CHICAGO — Although fantasy football has seen increases in its popularity every year since its creation, it’s one-time rival ‘sci-fi football’ continues to stay completely unrecognized, a trend which has surprised no one.

‘Sci-fi’ football, which originated in the 1960s around the same time as the inception of its “fantasy” counterpart, is a similar game of interactive competition between virtual teams with the only difference being that the stats are collected from an imagined “parallel universe.”

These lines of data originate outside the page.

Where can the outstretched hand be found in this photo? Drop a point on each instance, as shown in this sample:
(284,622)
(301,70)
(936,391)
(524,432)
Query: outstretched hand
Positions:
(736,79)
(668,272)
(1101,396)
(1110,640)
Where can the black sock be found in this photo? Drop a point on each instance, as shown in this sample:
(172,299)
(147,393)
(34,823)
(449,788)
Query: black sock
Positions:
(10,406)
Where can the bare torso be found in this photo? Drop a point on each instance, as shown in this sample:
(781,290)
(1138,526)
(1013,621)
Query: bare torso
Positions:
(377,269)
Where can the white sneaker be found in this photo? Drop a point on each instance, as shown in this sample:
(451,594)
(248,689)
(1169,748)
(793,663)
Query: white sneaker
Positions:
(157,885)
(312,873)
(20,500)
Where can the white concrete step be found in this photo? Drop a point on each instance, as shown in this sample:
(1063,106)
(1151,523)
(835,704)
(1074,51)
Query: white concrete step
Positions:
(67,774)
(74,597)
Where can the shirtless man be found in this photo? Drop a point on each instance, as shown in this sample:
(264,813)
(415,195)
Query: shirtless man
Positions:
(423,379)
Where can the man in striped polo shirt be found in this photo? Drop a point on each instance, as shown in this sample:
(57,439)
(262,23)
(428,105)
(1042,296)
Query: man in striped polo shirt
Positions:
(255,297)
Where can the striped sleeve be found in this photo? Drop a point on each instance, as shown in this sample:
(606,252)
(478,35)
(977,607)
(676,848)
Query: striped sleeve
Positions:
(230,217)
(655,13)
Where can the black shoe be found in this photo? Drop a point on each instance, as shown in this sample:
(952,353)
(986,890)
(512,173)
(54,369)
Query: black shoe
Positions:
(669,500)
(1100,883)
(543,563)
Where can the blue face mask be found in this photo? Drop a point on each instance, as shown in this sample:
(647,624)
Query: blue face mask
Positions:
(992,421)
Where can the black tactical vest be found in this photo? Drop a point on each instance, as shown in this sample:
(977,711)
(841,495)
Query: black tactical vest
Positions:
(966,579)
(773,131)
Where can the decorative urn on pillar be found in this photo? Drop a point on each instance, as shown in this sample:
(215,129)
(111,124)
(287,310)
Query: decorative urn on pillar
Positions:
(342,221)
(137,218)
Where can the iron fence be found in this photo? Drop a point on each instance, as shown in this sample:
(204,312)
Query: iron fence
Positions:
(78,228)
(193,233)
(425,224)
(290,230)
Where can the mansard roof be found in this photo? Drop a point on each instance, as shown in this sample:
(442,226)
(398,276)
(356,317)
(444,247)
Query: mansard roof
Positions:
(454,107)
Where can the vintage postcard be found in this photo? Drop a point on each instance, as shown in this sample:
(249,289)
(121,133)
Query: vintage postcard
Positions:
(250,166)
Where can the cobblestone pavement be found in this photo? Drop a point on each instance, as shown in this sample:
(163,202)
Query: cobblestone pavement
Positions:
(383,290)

“It literally made no sense” explained Joey Bosquez, who briefly played in a ‘sci-fi’ league before discovering fantasy football, “I remember in the first week, I had Shaun Alexander and he got 3 TDs and ran 200 yards, but then our commissioner only gave me 2 points because apparently in our league’s universe he only ran 15 yards before he had his head blown off by a ray gun.”

According to Bosquez, who quit the game after only three weeks, the entire ‘sci-fi’ football community is comprised of only four people who he says only play as a substitute to dungeons and dragons which they dismiss as being “fantasy bullshit.”

“The craziest part is that I was in a league with the two most normal of those guys,” Bosquez continued shaking his head. “The other two are only into ‘hard sci-fi football’ . . . I think they’re still doing their first season because of all the time-travel and wormholes.”